Sink or Swim, 1990

Composed of twenty-six distinctive chapters, each thematic, one word title representing a letter of the alphabet in reverse order, Sink or Swim is, in some ways, an autobiographical corollary to Su Friedrich’s The Ties That Bind, a series of allusive, poetic, and insightful third person anecdotes that deconstruct the complicated relationship between a girl – now a young woman – and her estranged, emotionally distant father.
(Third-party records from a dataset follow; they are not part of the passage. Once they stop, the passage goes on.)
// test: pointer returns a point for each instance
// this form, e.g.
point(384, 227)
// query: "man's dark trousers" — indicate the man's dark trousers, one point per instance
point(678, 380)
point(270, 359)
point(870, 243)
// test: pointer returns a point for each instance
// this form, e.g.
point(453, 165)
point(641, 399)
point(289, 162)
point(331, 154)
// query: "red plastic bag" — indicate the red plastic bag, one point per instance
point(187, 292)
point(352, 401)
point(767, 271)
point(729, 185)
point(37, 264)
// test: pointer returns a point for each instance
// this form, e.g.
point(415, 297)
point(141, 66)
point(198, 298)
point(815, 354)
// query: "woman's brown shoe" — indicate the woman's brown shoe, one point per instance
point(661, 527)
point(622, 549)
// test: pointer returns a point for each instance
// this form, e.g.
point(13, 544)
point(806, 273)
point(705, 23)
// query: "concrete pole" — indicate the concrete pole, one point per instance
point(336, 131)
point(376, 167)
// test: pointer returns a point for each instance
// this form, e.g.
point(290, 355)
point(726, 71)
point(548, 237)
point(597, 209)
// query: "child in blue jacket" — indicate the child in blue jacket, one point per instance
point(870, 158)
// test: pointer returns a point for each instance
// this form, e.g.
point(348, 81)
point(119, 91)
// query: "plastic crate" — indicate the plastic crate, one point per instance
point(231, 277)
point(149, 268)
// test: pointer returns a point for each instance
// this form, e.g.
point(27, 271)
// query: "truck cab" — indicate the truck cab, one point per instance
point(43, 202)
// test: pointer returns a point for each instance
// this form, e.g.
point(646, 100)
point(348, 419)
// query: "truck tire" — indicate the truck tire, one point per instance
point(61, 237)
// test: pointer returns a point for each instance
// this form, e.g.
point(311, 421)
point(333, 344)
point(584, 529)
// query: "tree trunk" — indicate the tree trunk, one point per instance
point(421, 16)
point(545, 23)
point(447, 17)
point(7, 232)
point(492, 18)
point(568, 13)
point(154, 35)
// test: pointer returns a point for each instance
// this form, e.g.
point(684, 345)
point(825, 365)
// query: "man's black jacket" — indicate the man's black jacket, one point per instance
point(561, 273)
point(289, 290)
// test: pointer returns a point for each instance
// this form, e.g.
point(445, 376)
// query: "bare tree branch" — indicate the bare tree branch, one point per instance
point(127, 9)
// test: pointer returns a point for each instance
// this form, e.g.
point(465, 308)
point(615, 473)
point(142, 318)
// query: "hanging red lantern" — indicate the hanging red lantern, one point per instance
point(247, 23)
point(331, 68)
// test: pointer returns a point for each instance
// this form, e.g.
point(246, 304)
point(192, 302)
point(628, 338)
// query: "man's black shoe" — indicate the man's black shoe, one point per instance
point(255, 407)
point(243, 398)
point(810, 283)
Appropriately opening with the moment of creation in a chapter entitled Zygote, as archival laboratory film footage illustrating the fertilization of an ovum traces embryonic development (a scientific approach to physiological and biological phenomena that evoke the films of Jean Painlevé and Barbara Hammer), the image of growth and cultivation is replaced in the succeeding chapter, Y-Chromosome, by the seemingly abstract composition of disembodied hands setting free a dense clump of milkweed spores into the wind. In hindsight, this odd act of metaphoric emancipation serves as a reflection of the filmmaker’s father, Paul Friedrich’s disconnection and absence from her life as well – a double-edged gesture that represents, not a custodian placing faith in a child’s journey towards maturity, independence, and sexual awakening, but a willful dissociation from the “ties that bind” a parent to his child.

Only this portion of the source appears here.